Step 4: Take a combi from Santa Teresa to the Hydroelectric station (la hidroeléctrica), which is the last station along the train line that goes from Cusco to Aguas Calientes. It will take 4 to 10 soles (approximately US$1.50 to US$3.70) and 30 minutes. You can also walk from Santa Teresa to the Hydroelectric station, which takes two hours and is perfectly free.
Step 5: From the Hydroelectric station, you have two choices as well: you can catch one of the two trains to Aguas Calientes, which take 30 minutes and cost 50 soles (approximately US$ 15), or you can walk the 10km to town, following the train tracks.
Step 6: Once you’re in Aguas Calientes (also known as Machu Picchu Pueblo), you need to buy your entrance ticket for Machu Picchu, which at 152 soles (US$50) will eat up a significant part of your budget, as will food and lodging. Because Aguas Calientes is a town in the middle of nowhere, which sprung up only to act as a gateway to Machu Picchu, all goods and supplies arrive by train. This makes everything cost more than in Cusco.
If you arrive after the ticket booth for Machu Pichu closes for the day, you must wait until 5:30 a.m. the next morning, which could inconvenience your plans. The optional Huayna Picchu climb might be sold out, or the tickets themselves. Thus, at least during the high tourist season, consider buying your tickets in advance in Cusco, at their booth or online.
Step 7: The following day, you will want to wake early.
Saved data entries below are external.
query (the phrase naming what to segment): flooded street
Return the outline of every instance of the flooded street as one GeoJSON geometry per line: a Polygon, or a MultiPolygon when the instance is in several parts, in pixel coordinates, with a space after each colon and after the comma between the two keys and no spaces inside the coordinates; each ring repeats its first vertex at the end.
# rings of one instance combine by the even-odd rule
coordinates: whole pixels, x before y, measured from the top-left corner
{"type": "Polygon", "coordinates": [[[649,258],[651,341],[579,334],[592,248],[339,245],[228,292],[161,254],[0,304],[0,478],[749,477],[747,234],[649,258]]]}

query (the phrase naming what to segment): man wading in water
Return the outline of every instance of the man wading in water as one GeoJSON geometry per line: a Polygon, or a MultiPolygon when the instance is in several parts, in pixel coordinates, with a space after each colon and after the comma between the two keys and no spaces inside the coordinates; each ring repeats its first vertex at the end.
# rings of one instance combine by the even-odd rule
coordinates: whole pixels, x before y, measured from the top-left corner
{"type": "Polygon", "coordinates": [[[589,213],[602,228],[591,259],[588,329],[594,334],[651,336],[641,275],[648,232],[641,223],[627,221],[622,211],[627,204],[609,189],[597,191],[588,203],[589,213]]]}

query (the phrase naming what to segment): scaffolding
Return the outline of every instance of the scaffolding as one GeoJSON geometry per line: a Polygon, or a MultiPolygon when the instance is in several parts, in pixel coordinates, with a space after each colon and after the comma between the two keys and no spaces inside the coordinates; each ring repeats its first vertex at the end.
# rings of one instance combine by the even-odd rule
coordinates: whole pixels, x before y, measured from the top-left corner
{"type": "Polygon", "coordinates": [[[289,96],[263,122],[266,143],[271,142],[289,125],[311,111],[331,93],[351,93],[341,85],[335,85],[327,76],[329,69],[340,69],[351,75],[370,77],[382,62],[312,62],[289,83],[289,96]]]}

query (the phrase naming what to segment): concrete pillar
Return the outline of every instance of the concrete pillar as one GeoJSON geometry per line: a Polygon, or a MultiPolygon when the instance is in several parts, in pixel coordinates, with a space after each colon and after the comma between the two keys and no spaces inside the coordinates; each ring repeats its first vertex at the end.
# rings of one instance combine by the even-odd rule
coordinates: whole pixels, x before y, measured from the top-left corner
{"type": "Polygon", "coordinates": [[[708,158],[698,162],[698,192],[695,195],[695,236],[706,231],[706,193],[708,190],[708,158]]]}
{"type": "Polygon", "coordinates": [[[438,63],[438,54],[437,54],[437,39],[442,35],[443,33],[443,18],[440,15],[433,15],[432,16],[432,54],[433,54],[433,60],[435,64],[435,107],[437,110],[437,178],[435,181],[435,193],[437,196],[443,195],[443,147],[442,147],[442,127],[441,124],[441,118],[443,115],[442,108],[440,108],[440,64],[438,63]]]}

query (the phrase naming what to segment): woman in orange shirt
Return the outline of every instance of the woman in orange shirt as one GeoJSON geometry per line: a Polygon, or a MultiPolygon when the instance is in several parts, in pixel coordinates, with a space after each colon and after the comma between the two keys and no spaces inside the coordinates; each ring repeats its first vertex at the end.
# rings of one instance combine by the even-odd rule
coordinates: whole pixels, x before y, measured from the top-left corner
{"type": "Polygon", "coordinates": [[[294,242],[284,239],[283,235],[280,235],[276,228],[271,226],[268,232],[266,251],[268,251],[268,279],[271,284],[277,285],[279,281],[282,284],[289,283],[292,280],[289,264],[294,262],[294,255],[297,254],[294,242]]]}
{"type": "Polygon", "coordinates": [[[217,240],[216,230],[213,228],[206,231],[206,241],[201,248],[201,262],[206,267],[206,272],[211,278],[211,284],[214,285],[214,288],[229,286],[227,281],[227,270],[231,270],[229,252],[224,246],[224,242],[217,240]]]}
Many hostels, like Pirwa Machu Picchu, offer continental breakfasts as early as 4:30am, for guests who would like to reach the ruins before first light hits it. You can take a bus from bus station in Aguas Calientes to Machu Picchu Archeological Complex from 5:30am on, with buses leaving every fifteen minutes throughout the day. Or, you hike up, which takes around an hour.
If you decide to return to Cusco the same way you came, you can expect to arrive very late, in the early hours of the morning. Even those who take the train back from Aguas Calientes, and then microbus transport from Ollantaytambo Station to Cusco, tend to arrive in Cusco around midnight- and that’s the quickest route.
The do-it-yourself Machu Picchu trip will cost you as little as US$ 80 if you get a student discount for your entrance tickets, walk whenever you can, are ok with perhaps taking longer than planned to get to Machu Picchu and back to Cusco, and are lucky with lodging. If you’re willing to be a little more indulgent with food and lodging, and need to make sure you don’t exceed two days, up to US$ 130.00 is a realistic and safe expectation.
You can book a tour known as 2-Day Machu Picchu by Car (contact firstname.lastname@example.org for info), which amounts to the same thing and doesn’t cost much more. It includes shuttle service to the hydroelectric station outside of Santa Teresa, a night’s stay in Aguas Calientes, three meals, entrance, a guided tour, and return transport to Cusco. These tours sell for around US$150, add in a guide and lower your stress.
*In Pirwa Colonial a couple of months ago, a group of German guests informed us that they had been robbed while walking to the Hydroelectric Station from Santa Teresa. Also, there was a recent article in a local paper about fake return buses from Ollantaytambo Station for those returning by train and expecting transport arranged by an agency: fraudsters and possible thieves may copy your names from the sign of your legitimate travel agency, hoping you’ll see them first! If you see more than one sign with your name on it, ask questions to make sure they know what agency you are with, etc. We haven’t heard of this happening to any of our hostel guests or agency clients, and it’s quite rare for tourists to be targeted by thieves (because Cusco imposes 3 times the standard penalty if the victim is a foreigner, to defend its vital reputation as a travel-friendly city). We just mention this because it’s good to be alert.